GE has ousted John Flannery as chief executive officer and chairman barely a year after he took the job, making a switch as the company has lost more than $100 billion in market cap value and financial writedowns.
Flannery, who took the position heading up GE in August 2017 and worked to restructure the diverse company, was replaced with a member of the company’s board, according to reports. H. Lawrence Culp Jr. was named as the new CEO and chairman.
GE shares and market cap have fallen over the past 10 years, but the recent declines pushed the company out of the Dow Jones Industrial 30, a place GE held for most of the past century. The Boston-based conglomerate also took financial hits on various pieces of the business.

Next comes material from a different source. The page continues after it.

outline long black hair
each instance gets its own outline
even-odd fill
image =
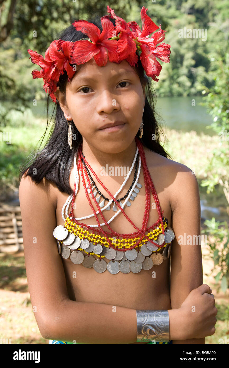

Many critics have called GE unwieldly, due to its engagement in not only power generation but also aviation, insurance, credit and, with the recent acquisition of Baker Hughes, oil and gas drilling services. The share price rebounded to $12.55 (or about 15% higher) after Culp’s ascension was announced, yet it’s still far below what the company was trading for 20 years ago.
The obvious hope is that Culp, who led industrial and health care-focused Danaher Corp. through five-fold growth during his 14-year tenure ending in 2014, can perform the same type of progressive success at GE. He joined the GE board in April.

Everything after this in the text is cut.